I'm Going Home: Returning to the Place I Abandoned as a Kid to Build Dreams & Share Stories
/I read a blog post this morning that sparked something for me, and I needed a spark. We're halfway into this trip and I can't stop thinking about what it's really about, and what the hell I'm going to do with it when we get back.
I left New Orleans at 18 and returned for summers, holidays and a couple brief stints where I couldn't make heads or tails of life. I wanted to work in fashion, and my young brain couldn't see a future in my tiny little home town. I needed out to succeed, so I ditched. But now, I'm coming back.
What changed? I did. The world did. New Orleans did. And nothing did.
My home town is still a place of mystery and magic, of decadence and decay, of history, of sacrifice, of culture and of death... and it's a place of rebirth, of innovation, of purpose and reinvention. I remember a time where our test scores were some of the lowest, our education system falling apart, our politics riddled with corruption, violent crime skyrocketing and the state just flat broke. I thought there was no future for this place, and certainly not for me here.
Now the hope is overwhelming. The possibility for what we are and what we could be is distinctly buzzing - and loud. Read anything about New Orleans these days, and you'll read about a city reimagined, a city astir with entrepreneurial activity, creation and the kind of special, authentic, honest growth that creates almost tangible magic.
The pull started a few years ago. I was glued to the TV watching the waters rise from my condo in Miami Beach, my whole family sleeping on the floor of my dad's Baton Rouge office not knowing if they'd be going home. I should have been there with them. And I was - my soul was stuck on that highway, on the floor in that office, crammed into the only room at Lod Cook, at Pete Maravich with the CDC and finally living from a Quality Suites with a couple buckets of photos, seven adults, a baby and a Boston Terrier. My heart was there when my brother got into the city early, with my dad when he got to the house for the first time, with my mom when she knew the photos she couldn't take were still there and with my grandmother when what little she still had was covered in mold and mildew and razed to the ground.
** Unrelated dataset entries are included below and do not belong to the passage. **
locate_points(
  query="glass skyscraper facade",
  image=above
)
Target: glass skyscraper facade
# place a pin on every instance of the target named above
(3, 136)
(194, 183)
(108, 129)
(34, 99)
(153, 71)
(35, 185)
In that sorrow, that tragedy, there were stories - human stories of connection - that tied New Orleanians together. I wanted to be there, to rebuild, so badly, but I wasn't a part of their stories - of their connection - so I watched.
I watched my family struggle with depression. I watched my grandmother move to a double wide. Not long after, I watched the priest lay her to rest. I watched block after block of the city flattened - thrown out with the trash. I watched the rest of the country talk about whether or not New Orleans should be rebuilt, whether the whole damn place should just become a memory.
And I watched a community determined that would not happen. They shared stories, they grew legs, they caught steam and they made sure New Orleans would not be erased from any map.
What's happened in the years since has been nothing short of magical. The innovation, the creativity, the passion, the drive, the fight - I read every single day how the story shifts, how it grows, how the connections deepen and the city strengthens.
I might not know specifically what I'm going to do when I get home, but I know I'll finally be part of the story, the connections, the city. I have my own to share, and with me I bring my own hopes, my own dreams, my own passion, drive and vision for a New Orleans reimagined - at once the same and also so very different. Instead of just watching, I will help to build a place little girls with big dreams embrace as a platform for their success. It's the spirit of the city that's calling me home, and it's that spirit that's never, ever changed. New Orleans is my muse, and what I've been looking for so far and so wide is exactly where my father said it might be, in (my) own backyard.